Jacobian Descent for Multi-Objective Optimization
Pierre Quinton, Valérian Rey
TL;DR
Jacobian descent (JD) addresses multi-objective optimization in deep learning by updating parameters through an aggregator applied to the Jacobian of a vector-valued loss, avoiding naive scalarization. The proposed UPGrad aggregator is non-conflicting, linear under scaling, and weighted, enabling convergence guarantees to the Pareto front in smooth convex settings, and supporting stochastic variants for large objective counts. The paper introduces instance-wise risk minimization (IWRM) as a novel learning paradigm, demonstrates empirical gains on simple image tasks, and provides a Gramian-based, memory-efficient implementation pathway for JD. These advances offer a scalable, principled framework for balancing conflicting objectives in tasks such as multi-task learning, adversarial training, and distributed optimization, with practical impact on how complex losses are optimized in neural networks.
Abstract
Many optimization problems require balancing multiple conflicting objectives. As gradient descent is limited to single-objective optimization, we introduce its direct generalization: Jacobian descent (JD). This algorithm iteratively updates parameters using the Jacobian matrix of a vector-valued objective function, in which each row is the gradient of an individual objective. While several methods to combine gradients already exist in the literature, they are generally hindered when the objectives conflict. In contrast, we propose projecting gradients to fully resolve conflict while ensuring that they preserve an influence proportional to their norm. We prove significantly stronger convergence guarantees with this approach, supported by our empirical results.
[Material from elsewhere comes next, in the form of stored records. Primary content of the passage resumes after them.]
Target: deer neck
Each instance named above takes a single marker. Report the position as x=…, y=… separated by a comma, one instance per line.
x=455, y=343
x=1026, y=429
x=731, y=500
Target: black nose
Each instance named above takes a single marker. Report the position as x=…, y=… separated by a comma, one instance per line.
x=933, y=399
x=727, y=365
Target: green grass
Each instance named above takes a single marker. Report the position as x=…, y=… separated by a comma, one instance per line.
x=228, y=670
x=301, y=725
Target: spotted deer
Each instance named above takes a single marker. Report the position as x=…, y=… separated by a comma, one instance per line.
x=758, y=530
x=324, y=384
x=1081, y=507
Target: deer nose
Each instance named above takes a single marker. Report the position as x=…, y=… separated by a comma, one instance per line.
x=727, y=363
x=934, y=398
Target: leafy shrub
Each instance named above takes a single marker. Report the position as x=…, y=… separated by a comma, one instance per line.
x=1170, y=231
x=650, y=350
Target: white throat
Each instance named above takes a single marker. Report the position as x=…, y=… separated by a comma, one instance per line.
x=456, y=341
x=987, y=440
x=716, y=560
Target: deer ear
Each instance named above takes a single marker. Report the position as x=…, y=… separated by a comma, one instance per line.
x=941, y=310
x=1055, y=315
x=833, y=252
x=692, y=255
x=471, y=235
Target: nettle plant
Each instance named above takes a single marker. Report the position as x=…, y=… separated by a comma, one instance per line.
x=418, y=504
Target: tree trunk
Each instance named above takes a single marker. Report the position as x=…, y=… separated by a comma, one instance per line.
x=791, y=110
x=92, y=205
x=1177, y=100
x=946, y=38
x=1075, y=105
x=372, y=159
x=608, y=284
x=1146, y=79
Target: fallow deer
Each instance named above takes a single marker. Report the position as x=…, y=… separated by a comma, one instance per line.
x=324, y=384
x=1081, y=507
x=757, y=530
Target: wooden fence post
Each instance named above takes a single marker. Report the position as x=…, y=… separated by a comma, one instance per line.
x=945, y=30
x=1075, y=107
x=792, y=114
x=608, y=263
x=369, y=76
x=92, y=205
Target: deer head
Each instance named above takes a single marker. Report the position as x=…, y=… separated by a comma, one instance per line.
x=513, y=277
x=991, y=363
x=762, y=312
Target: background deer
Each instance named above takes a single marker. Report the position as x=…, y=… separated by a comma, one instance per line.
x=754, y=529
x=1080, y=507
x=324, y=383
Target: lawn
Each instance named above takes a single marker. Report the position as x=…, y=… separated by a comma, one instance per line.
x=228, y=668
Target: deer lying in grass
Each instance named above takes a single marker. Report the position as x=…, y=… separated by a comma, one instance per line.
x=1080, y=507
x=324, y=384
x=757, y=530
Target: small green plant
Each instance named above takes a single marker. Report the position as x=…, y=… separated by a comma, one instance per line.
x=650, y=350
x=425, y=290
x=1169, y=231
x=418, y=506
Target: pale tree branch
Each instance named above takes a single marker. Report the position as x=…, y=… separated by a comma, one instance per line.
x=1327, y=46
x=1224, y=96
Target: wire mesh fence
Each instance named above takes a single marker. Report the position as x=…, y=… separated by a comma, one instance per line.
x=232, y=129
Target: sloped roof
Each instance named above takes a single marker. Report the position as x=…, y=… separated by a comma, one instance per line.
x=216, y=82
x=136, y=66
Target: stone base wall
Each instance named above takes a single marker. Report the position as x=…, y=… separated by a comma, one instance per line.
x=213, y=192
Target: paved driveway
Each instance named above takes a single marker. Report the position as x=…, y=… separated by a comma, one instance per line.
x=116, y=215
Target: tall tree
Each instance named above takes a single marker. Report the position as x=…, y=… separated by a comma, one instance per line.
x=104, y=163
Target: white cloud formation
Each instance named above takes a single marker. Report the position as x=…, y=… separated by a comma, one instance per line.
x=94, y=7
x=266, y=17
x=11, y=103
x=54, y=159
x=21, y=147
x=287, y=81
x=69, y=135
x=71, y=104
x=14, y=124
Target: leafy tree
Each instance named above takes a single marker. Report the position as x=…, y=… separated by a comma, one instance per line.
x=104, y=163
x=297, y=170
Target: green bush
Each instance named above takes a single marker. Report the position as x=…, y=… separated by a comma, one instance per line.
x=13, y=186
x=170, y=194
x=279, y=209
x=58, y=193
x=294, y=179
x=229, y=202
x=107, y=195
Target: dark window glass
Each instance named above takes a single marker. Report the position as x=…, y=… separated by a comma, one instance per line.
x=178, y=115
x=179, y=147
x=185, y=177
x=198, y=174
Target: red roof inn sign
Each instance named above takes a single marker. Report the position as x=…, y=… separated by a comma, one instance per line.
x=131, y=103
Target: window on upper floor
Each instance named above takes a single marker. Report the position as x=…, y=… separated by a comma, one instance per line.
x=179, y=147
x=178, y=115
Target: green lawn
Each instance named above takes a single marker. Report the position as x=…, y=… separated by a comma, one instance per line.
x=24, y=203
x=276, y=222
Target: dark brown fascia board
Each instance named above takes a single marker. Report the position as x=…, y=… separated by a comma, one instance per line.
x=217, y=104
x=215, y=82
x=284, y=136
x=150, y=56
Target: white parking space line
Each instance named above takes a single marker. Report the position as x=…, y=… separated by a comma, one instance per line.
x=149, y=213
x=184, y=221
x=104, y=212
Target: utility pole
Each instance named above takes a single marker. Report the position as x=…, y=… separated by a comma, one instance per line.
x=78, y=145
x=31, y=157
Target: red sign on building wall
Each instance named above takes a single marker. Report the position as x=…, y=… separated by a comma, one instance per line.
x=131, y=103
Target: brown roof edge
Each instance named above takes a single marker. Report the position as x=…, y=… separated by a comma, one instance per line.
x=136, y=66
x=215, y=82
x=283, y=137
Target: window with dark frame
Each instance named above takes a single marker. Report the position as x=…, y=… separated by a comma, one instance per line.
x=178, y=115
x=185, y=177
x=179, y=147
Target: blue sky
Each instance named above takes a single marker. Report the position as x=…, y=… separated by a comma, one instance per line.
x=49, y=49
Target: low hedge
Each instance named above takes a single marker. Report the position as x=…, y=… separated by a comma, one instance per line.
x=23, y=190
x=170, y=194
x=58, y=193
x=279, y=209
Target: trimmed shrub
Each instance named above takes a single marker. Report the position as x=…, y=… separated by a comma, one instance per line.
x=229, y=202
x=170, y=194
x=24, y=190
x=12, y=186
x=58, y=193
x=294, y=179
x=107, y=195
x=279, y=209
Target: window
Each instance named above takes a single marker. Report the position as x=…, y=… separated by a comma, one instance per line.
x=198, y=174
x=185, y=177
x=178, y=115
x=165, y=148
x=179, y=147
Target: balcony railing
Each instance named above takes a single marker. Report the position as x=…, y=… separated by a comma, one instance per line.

Our method also enables instance-wise risk minimization (IWRM), a novel learning paradigm in which the loss of each training example is considered a separate objective. Applied to simple image classification tasks, IWRM exhibits promising results compared to the direct minimization of the average loss. Additionally, we outline an efficient implementation of JD using the Gramian of the Jacobian matrix to reduce time and memory requirements.